Harris will visit the Philippines and make a side trip in Palawan, a coastal province on the edge of the South China Sea, which will immediately in itself be seen by China as a provocation. She will pitch for the implementation and expansion of EDCA bases.

China’s offers to Asean are more focused on economics and infrastructure from RCEP to the Belt and Road Initiative, investments and tech exchanges, and the Global Development Initiative (GDI). Many of the China-funded or -supported major projects are already improving the lives of people in Indonesia, Laos, Cambodia, Vietnam and the Philippines:

The Jakarta-Bandung high-speed train, the first in Southeast Asia, will cut travel time between the two cities from 3 hours to 45 minutes.
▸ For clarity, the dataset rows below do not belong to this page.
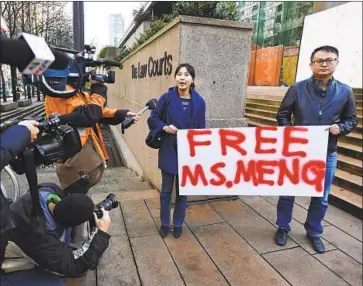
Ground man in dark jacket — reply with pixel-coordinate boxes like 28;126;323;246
275;46;357;253
5;183;111;278
0;120;39;266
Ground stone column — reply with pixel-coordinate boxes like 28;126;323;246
179;16;253;128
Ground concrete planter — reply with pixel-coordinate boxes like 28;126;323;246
0;102;18;112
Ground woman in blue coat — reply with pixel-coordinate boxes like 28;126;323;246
148;64;205;238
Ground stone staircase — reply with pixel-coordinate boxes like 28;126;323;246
245;89;363;218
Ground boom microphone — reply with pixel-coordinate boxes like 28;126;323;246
121;98;158;134
0;39;68;71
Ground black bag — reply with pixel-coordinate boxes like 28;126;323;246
145;94;170;149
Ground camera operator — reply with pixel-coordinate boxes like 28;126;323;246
45;70;138;193
3;183;111;280
0;120;64;286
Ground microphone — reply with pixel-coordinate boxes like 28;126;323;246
121;98;158;134
0;35;68;75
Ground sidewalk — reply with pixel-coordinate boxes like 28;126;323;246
68;190;362;286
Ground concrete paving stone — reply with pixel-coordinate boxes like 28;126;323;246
264;197;330;226
211;200;297;253
314;250;363;286
262;248;349;286
97;236;140;286
322;225;362;264
164;225;228;286
121;200;158;238
65;270;99;286
325;205;363;241
240;196;276;225
115;189;160;202
131;235;185;286
193;223;288;286
289;220;336;254
185;205;224;227
145;198;160;218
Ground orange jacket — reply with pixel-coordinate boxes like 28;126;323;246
45;86;128;161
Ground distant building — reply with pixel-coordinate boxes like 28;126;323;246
108;13;125;46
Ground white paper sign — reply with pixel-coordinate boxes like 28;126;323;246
177;126;329;197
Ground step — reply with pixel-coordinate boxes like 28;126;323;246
328;185;363;219
245;112;277;126
92;178;152;194
245;108;276;121
338;154;363;176
92;189;160;204
337;141;363;160
246;102;279;113
334;169;363;195
246;97;281;107
339;132;363;146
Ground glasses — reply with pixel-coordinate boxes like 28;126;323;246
312;59;337;66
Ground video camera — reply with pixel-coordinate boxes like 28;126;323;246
0;115;82;175
26;45;123;98
90;194;118;227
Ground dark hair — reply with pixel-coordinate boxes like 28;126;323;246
174;63;195;88
310;46;339;62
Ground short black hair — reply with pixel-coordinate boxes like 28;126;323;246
310;46;339;62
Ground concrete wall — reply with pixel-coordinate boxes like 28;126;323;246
108;16;252;188
125;21;151;48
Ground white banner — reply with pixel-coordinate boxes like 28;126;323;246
177;126;329;197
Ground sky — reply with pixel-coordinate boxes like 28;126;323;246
66;1;144;52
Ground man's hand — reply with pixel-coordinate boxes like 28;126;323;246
18;120;39;141
93;208;111;232
163;124;178;135
126;111;140;121
325;124;340;135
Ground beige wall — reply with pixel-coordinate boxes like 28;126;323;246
108;21;180;188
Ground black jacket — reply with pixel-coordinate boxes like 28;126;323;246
6;183;110;277
276;77;358;154
0;125;30;266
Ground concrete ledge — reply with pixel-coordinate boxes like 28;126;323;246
18;99;33;107
110;125;144;177
0;102;18;112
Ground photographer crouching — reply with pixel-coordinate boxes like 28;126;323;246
0;120;64;286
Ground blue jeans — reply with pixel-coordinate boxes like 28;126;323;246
276;152;337;237
160;171;187;227
0;267;66;286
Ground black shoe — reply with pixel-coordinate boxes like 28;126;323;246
173;226;183;238
306;235;325;253
159;225;169;238
275;228;287;246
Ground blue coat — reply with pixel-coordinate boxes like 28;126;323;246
148;87;205;175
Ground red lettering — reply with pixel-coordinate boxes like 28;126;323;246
282;126;309;157
181;164;208;187
256;160;278;186
277;158;300;186
301;160;325;193
234;160;258;186
210;162;226;186
187;130;212;157
219;129;247;156
255;127;277;154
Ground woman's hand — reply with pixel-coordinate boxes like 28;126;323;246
163;124;178;135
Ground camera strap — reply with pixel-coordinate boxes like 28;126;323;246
23;149;41;219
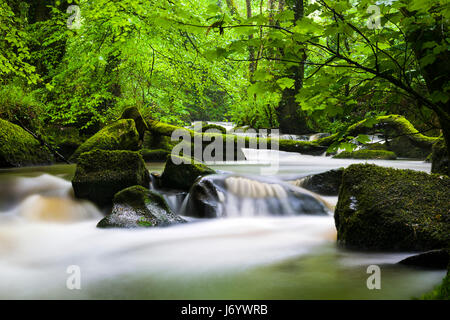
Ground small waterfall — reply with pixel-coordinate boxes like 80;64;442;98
184;174;329;218
0;174;103;223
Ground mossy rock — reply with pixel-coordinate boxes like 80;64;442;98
431;139;450;175
334;164;450;251
139;149;170;162
97;186;185;228
298;168;344;196
161;155;216;191
70;119;139;162
399;249;450;269
72;149;150;206
387;136;431;160
333;149;397;160
421;269;450;300
120;107;148;140
363;142;388;150
202;124;227;134
0;119;53;168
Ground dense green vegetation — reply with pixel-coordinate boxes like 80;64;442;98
0;0;450;165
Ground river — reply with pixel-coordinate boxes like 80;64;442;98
0;152;445;299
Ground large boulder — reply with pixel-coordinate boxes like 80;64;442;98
334;164;450;251
386;136;431;159
291;168;344;196
70;119;140;162
120;107;148;140
139;149;170;162
97;186;185;228
431;139;450;175
399;249;450;269
72;150;150;206
161;155;216;191
0;119;53;168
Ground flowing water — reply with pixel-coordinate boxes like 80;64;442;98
0;152;444;299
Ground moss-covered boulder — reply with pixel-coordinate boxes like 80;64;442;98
399;249;450;269
422;266;450;300
70;119;140;162
294;168;344;196
334;164;450;251
97;186;185;228
139;149;170;162
202;124;227;134
333;149;397;160
120;107;148;140
161;155;216;190
72;150;150;206
431;139;450;175
0;119;53;168
386;136;431;159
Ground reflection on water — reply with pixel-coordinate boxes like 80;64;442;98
0;154;444;299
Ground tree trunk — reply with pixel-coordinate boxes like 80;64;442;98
277;0;311;134
245;0;256;78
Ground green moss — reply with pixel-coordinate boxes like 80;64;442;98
72;149;150;206
202;124;227;134
0;119;53;167
161;155;215;190
139;149;170;162
97;186;184;228
334;164;450;251
333;149;397;160
421;271;450;300
71;119;139;162
120;107;148;140
364;142;387;150
431;138;450;175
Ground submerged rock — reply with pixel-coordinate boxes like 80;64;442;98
120;107;148;140
70;119;139;162
185;175;328;218
202;124;227;134
431;139;450;175
72;150;150;206
334;164;450;251
386;136;431;159
139;149;170;162
290;168;344;196
161;155;216;191
333;149;397;160
399;249;450;269
0;119;53;168
97;186;185;228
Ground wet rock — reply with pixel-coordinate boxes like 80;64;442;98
72;150;150;206
139;149;170;162
97;186;185;228
334;164;450;251
399;249;450;269
120;107;148;140
185;175;328;218
70;119;140;162
0;119;53;168
292;168;344;196
161;155;215;191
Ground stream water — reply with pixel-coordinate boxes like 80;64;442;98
0;152;445;299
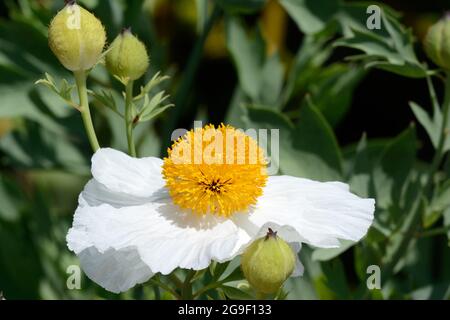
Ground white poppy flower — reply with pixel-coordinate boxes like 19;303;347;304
67;126;375;293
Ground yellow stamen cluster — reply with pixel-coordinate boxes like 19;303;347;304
163;124;267;217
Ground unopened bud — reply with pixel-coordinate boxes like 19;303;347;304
424;14;450;69
48;1;106;71
106;29;149;80
241;229;295;293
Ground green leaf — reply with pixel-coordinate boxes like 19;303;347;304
409;101;442;148
281;102;342;181
312;240;356;261
334;5;433;78
216;0;267;14
309;63;366;127
373;126;416;208
258;54;284;107
0;176;26;222
283;32;332;104
246;104;342;181
195;0;208;34
225;17;265;101
280;0;339;34
220;286;253;300
444;208;450;246
423;181;450;228
133;72;170;101
88;90;124;118
35;73;79;109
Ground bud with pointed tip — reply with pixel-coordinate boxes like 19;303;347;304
48;1;106;71
241;229;295;293
424;14;450;69
106;29;149;80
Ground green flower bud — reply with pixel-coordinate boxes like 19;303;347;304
241;229;295;293
48;1;106;71
424;15;450;69
106;29;149;80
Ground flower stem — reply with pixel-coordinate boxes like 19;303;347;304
428;72;450;185
181;270;196;300
125;80;136;157
74;70;100;152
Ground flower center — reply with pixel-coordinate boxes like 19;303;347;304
163;124;267;217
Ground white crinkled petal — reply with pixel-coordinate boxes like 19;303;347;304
81;179;168;208
67;196;243;291
91;148;165;198
243;176;375;248
78;245;153;293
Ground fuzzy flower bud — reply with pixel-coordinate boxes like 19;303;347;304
424;14;450;69
48;1;106;71
241;229;295;293
106;29;149;80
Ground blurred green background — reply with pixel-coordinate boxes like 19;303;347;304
0;0;450;299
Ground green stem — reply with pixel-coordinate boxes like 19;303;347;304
181;270;196;300
192;281;223;298
125;80;136;157
149;278;181;299
427;73;450;189
74;70;100;152
161;5;221;153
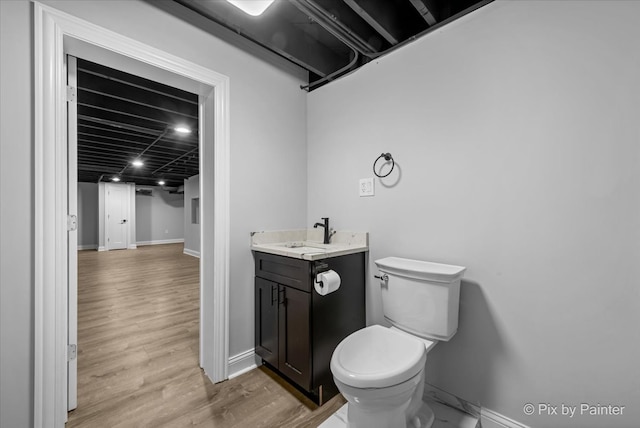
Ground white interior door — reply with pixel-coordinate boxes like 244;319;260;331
105;183;129;250
67;55;78;410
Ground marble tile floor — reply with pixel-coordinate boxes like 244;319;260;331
318;401;480;428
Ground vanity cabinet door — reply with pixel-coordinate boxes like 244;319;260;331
255;278;278;367
278;285;311;390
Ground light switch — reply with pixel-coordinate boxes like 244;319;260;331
359;177;375;197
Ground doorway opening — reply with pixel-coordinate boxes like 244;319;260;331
33;3;229;427
67;56;201;425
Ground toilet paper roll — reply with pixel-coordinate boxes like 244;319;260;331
313;270;340;296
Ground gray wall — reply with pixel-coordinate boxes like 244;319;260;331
184;175;200;255
307;1;640;427
136;186;184;245
78;183;99;250
0;0;307;427
0;1;34;428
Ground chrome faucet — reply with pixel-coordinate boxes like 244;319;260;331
313;217;331;244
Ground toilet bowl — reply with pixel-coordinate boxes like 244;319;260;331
331;257;465;428
331;325;434;428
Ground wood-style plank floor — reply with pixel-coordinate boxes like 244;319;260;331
67;244;345;428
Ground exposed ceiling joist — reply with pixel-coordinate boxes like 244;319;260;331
409;0;437;25
154;0;492;90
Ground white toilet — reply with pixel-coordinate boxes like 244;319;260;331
331;257;465;428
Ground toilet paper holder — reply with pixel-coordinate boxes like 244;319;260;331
311;262;329;288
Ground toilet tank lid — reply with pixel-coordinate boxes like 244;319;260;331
375;257;466;282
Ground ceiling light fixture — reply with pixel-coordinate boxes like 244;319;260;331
227;0;274;16
173;125;191;134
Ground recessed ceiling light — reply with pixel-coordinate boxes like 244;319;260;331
227;0;273;16
173;126;191;134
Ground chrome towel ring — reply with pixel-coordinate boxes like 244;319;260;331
373;153;396;178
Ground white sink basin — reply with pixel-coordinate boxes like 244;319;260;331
251;229;368;260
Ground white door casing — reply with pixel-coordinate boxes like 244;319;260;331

This project is expected to run next year as Indonesia hosts the rotating Asean chairmanship.

The Laos-China train turned a landlocked country into a land-linked hub, enabling goods between mainland Southeast Asia to enter China faster and cheaper and vice versa.

Chinese helped Cambodia build its first 190-kilometer expressway that links the capital Phnom Penh to the port of Sihanoukville in the Gulf of Thailand.

In Malaysia, the East Coast Rail Link project, which will connect the east and western coasts of peninsular the country, is China’s biggest project in the region, expected to be completed in 2026.

Last year, Vietnam opened its first metro line in Hanoi, a project delivered by China.

In the Philippines, China donated bridges in Metro Manila, and extended concessional loans for Southern Capital’s newest bridge, and a dam and irrigation project that’s been decades in the planning stage. These are on top of ongoing programs that helped double the digital infrastructure in a few years and trained hundreds of engineers. Three additional railway projects are under renegotiation.

Our officials have to consult true experts who have success records on actual implemented complex projects that require multidimensional, multifactor analysis, including financial, military, economic system, individual, and group behavioral, logistic, historical, evolutionary, among other analysis to help us arrive at the best decisions for the Filipino people. Anything less than that would be taken lightly and demonstrate weak competencies in serving our people’s most basic security and lives for generations.

This is a “decisive decade,” and the Philippines has botched things up before every time. Let’s get our acts together at this most crucial time.